The fact that Officer Colby had experienced problems with different people at different locations on different occasions is in no way logically or legally relevant to the matter in dispute. While the previous problems may have given Officer Colby reason to be alert, they did not give him reason to believe that he would experience similar problems at Williams' house.

The fact that Officer Colby was informed of the presence of another person shows only that he had reason to believe that another person was present. It does not show that Officer Colby had reason to believe that the person was a threat to his safety.

Similarly, Officer Colby's conclusory opinion that he "thought it necessary" to locate Williams is nothing more than an "inarticulate hunch," and our courts have consistently refused to sanction police searches based merely on such hunches.

The majority opinion thus explicitly sanctions protective sweeps whenever an arrest is made at a house and the police are told that another person is present. The implications and ramifications of that holding are shocking. The justification for a protective sweep is that it allows the police to protect themselves against attacks from persons in rooms other than that where the arrest is made. Are the police in any less danger or is the threat of such attacks any less when the police are not informed of the presence of other persons? Wouldn't the police, because of the element of surprise, actually have been in more danger if Smith had not advised them of Williams' presence? The rationale of the majority opinion, then, would allow protective sweeps whether or not the police had knowledge of the presence of other persons.

And what are the limits of the protective sweeps? Presumably the police will be allowed, for example, to open doors and check closets, because someone who might be hiding in a closet and might have a gun is just as potentially dangerous as someone who might be standing in the middle of a room and might have a gun.

The majority opinion, therefore, obliquely sanctions the canvassing of an entire house whenever the police make an arrest at the house. I cannot concur in the carte blanche which the majority opinion bestows upon the police or in the resulting emasculation of the Fourth Amendment.

The State's argument that the heroin was discovered in plain view by the officer who peered into the bedroom window must also fail.

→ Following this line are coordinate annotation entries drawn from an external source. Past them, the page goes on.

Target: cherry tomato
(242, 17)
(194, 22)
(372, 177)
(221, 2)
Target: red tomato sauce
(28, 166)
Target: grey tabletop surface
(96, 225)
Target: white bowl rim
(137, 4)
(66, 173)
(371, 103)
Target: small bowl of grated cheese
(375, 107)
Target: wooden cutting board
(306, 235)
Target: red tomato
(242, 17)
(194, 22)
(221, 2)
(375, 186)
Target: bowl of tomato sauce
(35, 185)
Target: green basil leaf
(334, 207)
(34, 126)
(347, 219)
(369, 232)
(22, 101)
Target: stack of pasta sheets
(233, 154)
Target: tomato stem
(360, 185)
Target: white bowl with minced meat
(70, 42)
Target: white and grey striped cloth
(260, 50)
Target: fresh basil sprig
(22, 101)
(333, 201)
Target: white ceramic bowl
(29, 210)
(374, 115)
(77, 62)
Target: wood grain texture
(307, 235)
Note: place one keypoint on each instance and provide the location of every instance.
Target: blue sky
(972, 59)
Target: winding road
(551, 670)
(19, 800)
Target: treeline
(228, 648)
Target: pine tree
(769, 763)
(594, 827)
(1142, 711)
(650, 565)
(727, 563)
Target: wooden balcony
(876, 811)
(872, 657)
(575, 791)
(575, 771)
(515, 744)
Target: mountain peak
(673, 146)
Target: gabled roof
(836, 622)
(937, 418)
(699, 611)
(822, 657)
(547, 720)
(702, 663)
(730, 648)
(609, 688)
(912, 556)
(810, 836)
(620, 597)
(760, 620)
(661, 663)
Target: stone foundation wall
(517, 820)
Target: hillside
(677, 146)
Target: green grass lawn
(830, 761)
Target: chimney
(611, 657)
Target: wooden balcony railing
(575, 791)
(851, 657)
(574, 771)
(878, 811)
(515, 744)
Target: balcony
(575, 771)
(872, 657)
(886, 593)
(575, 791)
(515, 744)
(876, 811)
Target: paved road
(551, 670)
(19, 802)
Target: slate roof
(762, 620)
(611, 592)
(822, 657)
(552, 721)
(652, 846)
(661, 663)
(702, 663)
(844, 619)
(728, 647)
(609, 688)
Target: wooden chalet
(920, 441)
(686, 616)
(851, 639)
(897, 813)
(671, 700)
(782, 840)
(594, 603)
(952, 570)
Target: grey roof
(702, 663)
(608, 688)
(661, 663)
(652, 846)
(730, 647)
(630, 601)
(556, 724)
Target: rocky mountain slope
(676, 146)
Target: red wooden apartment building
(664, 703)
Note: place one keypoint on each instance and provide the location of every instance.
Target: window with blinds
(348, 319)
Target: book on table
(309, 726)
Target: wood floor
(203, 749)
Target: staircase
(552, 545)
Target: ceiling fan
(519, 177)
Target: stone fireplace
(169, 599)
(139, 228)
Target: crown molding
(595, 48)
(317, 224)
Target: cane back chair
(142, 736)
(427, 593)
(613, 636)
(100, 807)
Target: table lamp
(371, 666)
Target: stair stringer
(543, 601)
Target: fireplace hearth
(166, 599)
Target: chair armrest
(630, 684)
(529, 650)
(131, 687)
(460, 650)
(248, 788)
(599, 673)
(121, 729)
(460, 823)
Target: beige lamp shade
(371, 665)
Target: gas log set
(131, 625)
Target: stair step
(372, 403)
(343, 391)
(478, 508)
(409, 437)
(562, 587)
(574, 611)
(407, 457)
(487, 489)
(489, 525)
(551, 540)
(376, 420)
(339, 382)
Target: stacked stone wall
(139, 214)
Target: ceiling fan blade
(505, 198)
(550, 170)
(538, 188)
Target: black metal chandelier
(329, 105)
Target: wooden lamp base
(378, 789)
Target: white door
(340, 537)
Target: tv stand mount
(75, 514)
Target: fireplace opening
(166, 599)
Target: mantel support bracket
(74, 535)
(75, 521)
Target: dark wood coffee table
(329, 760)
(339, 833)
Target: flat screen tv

In order to properly invoke the plain view doctrine, the officer discovering the evidence must have rightfully been in the position where he had that view. Coolidge v. New Hampshire (1971), 403 U.S. 443, 91 S. Ct. 2022, 29 L. Ed. 2d 564. And while the discovery of evidence in plain view does not, in and of itself, constitute a search, Alcorn v. State (1970), 255 Ind. 491, 265 N.E.2d 413, *1091 very often the conduct of the officer which puts him in a position to make the discovery does constitute a search. In those instances, the legality of the plain view seizure is dependent upon the validity of the search.

The test for determining whether the police conduct in question constitutes a search is whether that conduct violated the defendant's reasonable expectation of privacy. Katz v. United States (1967), 389 U.S. 347, 88 S. Ct. 507, 19 L. Ed. 2d 576. The conduct of the officer who originally took a position at the front door consisted of leaving the area of the front door, walking around the house, approaching a window and then bending over and peering through a waisthigh three-inch gap between the bottom of the almost completely-drawn window shade and the window sill. Clearly, that conduct constituted a search. Because that search was not conducted pursuant to a warrant and because the circumstances do not fit into one of the exceptions to the warrant requirement, the seizure of the heroin cannot be justified as having been discovered in plain view by that officer.

The motion to suppress should have been granted.

NOTES

[1] Because the heroin was admissible on the basis of Colby's discovery, it is unnecessary for this Court to decide whether Roberts' discovery alone would have been a sufficient basis for its admissibility.

[1] I do not read the majority opinion as attaching any significance to the fact that Smith was holding a knife when she answered the door. She was using the knife to prepare dinner . . a fact that the police became aware of as they entered the kitchen.